I have always read about how gluten free baking is notoriously difficult so I was dreading baking without gluten. However since I started my diet I haven't baked, which I will admit I have missed, so has my hubby! I gave in and agreed to give gluten free baking a go.
My first attempt was not a success. I had read that avocado could be used as a dairy substitute in free from baking. I also did not have any xanthan gum to bind the cake so I used meringues as a substitute. The cake did not turn out well. It reduced a quarter in size when removed from the oven and was so stodgy. However this disaster did not put me off. In fact it made me more determined to succeed.
The recipe which I am sharing with you today is my second attempt.
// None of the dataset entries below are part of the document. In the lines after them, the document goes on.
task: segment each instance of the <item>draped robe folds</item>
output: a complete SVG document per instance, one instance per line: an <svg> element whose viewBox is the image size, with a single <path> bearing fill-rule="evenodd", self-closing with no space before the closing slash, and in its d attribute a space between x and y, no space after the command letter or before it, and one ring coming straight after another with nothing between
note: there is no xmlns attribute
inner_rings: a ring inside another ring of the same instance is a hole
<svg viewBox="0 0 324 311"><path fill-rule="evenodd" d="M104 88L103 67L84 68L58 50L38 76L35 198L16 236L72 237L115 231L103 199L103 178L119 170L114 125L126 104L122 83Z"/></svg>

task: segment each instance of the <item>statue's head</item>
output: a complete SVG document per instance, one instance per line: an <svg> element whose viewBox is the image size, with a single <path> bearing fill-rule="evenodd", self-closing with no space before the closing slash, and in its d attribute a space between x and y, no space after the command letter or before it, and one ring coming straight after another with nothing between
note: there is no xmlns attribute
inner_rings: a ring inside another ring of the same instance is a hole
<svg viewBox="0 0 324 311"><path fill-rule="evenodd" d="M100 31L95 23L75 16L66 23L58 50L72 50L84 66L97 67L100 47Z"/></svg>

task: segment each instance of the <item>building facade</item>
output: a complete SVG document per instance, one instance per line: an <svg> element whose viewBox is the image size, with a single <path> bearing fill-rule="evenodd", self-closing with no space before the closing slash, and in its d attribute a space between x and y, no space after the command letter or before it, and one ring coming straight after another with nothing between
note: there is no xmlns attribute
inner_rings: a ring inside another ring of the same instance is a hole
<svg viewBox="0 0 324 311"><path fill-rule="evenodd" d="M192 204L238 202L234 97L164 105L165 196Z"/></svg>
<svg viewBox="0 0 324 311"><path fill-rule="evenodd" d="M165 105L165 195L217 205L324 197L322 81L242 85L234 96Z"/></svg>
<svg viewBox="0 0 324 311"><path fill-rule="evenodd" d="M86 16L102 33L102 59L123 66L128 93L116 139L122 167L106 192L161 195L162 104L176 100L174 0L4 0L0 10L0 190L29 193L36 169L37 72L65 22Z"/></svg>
I am feeling especially proud of it as I now know that I can bake gluten free cakes by simply swapping flours and adding xanthan gum.
In this recipe I am writing the ingredients for both gluten and dairy free as well as regular cakes!
This is what I did...
Winter Spiced Cupcakes
Ingredients - Makes 16 cakes
150g baking spread or vegetarian spread
150g caster sugar
175g gluten free or regular self raising flour
1/8 tsp xanthan gum (for gluten free)
1tsp mixed spice
1 teapigs Winter Spice teabags
1tbsp clear honey
Pre heat the oven to 180C
1 - Soften the spread
2 - Mix in the caster sugar until light and creamy
3 - Gradually add an egg at a time with a little flour to prevent curdling
4 - Add the remaining flour, xanthan gum if using, the contents of one Winter Spice teabag, the mixed spice and honey
5 - Mix until all of the ingredients are evenly combined
6 - Divide the mixture between the cake cases and place in the centre of the pre heated oven and bake for 15 minutes
7 - Once thoroughly baked remove from the oven and leave to cool on a baking tray
8 - When the cakes have completely cooled dust over some icing sugar and decorate as you wish
The teapigs Winter Spiced Red Tea really does add the finishing touch to the Christmas flavours. It works so well in these moist little festive bakes.